To his credit, Dever clearly lays out his own prejudices.  He is a self-proclaimed moderate—“practical, sensible, middle-of-the-road,” “neither ‘minimalist’ nor ‘maximalist.’”  He rejects the majority of the Old Testament as overtly theological, and therefore useless for writing history.  His goal is to write a “secular history” of ancient Israel.  However, he credits the biblical authors with having a lot of accurate information at an early date (to answer the question raised in the title of the book), and so suggests that there is a “historical core” in the “Deuteronomistic” books.

The central chapters of the book are especially good.  The overview of the history of archaeology in Palestine in chapter 3 is excellent, providing good background to the current debate.  The “convergences” between archaeology and the biblical text that are given in chapters 4 and 5, while obviously not exhaustive, incorporate some of the most recent archaeological work and are a valuable source.

Not all of Dever’s methods, however, are praiseworthy.  He discards the first four books of the Pentateuch as composed of “legendary and even fantastic materials,” with the Exodus and Moses traditions existing as nothing more than late editorial additions that are not even “edifying, much less historical.”  Dever fails to take seriously the archaeological work that tends to support the patriarchal and Exodus accounts, such as Kenneth Kitchen’s “The Patriarchal Age: Myth or History?” BAR (March/April 1995), Nahum Sarna's “Abraham in History,” BAR (Dec. 1977), John Currid’s Ancient Egypt and the Old Testament (Baker, 1997), James Hoffmeier’s Israel in Egypt (Oxford, 1997), Nahum Sarna’s “Exploring Exodus: the Oppression,” Biblical Archaeologist 49:2 (1986), or John Bimson’s Redating the Exodus and Conquest (Sheffield, 1978).  While Dever might complain that these scholars are too conservative for his taste, it cannot be denied that they are working with the archaeological data.  The second millennium B.C. in Palestine is not nearly as well known or documented at this point as is the first millennium, and I suspect that Dever’s analysis of this period will be subject to drastic revision in the not-so-distant future.

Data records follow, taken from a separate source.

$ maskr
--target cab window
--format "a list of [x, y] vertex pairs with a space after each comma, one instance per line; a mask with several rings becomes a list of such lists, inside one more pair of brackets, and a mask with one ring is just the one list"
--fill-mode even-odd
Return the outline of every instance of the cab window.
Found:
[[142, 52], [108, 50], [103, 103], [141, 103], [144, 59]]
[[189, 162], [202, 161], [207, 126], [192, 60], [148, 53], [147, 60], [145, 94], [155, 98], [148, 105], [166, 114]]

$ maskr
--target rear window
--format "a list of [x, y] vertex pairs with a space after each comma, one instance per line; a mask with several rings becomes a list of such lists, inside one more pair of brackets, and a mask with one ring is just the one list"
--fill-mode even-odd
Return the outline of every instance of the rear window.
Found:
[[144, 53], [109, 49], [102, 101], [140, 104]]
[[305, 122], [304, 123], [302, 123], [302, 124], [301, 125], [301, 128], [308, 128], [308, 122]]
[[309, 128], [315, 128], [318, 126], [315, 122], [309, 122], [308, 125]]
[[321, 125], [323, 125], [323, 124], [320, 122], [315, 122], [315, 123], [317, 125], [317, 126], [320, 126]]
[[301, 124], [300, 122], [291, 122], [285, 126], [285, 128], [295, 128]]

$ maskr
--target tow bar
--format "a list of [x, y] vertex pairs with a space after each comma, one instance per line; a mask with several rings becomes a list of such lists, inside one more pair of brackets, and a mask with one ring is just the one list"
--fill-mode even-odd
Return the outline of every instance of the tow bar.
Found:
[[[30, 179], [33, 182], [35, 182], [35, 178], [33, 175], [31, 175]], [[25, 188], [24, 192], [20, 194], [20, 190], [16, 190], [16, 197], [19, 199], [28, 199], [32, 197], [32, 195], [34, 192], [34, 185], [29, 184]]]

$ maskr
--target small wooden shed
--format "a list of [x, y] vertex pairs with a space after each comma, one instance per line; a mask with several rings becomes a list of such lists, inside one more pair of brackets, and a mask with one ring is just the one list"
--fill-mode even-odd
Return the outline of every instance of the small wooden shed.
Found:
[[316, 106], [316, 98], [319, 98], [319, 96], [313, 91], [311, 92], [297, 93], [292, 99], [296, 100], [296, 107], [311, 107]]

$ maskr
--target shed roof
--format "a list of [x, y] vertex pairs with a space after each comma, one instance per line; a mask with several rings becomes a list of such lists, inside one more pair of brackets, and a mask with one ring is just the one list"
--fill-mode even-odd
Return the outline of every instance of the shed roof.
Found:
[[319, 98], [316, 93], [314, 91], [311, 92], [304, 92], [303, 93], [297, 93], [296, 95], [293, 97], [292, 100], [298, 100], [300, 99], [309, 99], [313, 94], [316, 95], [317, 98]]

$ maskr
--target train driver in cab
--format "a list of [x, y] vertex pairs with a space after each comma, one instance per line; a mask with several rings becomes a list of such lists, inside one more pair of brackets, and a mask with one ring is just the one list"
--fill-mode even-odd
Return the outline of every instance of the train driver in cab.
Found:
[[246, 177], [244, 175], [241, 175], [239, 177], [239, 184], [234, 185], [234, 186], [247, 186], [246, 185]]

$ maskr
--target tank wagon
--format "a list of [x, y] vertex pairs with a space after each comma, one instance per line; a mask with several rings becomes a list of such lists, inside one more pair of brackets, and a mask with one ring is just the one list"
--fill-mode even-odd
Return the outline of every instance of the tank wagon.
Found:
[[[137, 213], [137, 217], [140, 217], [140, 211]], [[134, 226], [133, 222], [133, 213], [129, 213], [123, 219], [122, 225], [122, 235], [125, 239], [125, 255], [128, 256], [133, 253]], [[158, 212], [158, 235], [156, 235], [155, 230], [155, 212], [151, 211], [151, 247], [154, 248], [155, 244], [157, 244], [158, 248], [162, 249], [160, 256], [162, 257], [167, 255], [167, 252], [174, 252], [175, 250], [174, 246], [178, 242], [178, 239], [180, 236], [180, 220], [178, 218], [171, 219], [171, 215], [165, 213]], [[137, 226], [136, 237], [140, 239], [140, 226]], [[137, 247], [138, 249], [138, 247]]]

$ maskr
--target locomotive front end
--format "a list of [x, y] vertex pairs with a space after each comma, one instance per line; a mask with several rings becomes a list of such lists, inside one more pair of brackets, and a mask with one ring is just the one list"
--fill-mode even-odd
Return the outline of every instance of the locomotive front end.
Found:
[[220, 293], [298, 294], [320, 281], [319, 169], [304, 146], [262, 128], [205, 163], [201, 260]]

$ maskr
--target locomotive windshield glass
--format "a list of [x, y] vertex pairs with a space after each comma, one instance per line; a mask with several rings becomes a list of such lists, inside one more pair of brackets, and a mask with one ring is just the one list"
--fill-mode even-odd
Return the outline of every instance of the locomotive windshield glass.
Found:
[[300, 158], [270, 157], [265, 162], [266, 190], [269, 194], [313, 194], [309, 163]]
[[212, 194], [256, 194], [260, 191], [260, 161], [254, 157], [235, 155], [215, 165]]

Dever suggests that the biblical text cannot be used as valid testimony for history writing except where it is corroborated by archaeology (107).  Are we to accept the historical existence of Baruch, since we have two bullae from Jerusalem bearing his name, but reject the historical existence of Jeremiah for lack of archaeological corroboration?  One must wonder if this rule works in reverse- must an archaeological artifact be matched by textual evidence before it can constitute valid testimony?  Should we discount the inscription from Kuntillet ‘Ajrud, “Yahweh and his Asherah,” because this combination is not found in the biblical text?  Dever has already criticized the revisionists’ “one witness is no witness” principle, but now he appears to appropriate it himself.  This methodology is dubious at best.

To Dever’s observation that “archaeology cannot disprove the Bible’s assertions of the meaning of events” (emphasis mine), we can safely add that so far it has not disproved any of the Bible’s events either.  While Dever is content to relegate the patriarchal narratives to the realm of myth, he does not do so on solid archaeological grounds. 

With the advent of the revisionist movement in recent years, Dever’s volume is a welcome addition to the discussion.  As Dever rightly notes, the evidence speaks to those who are willing to listen.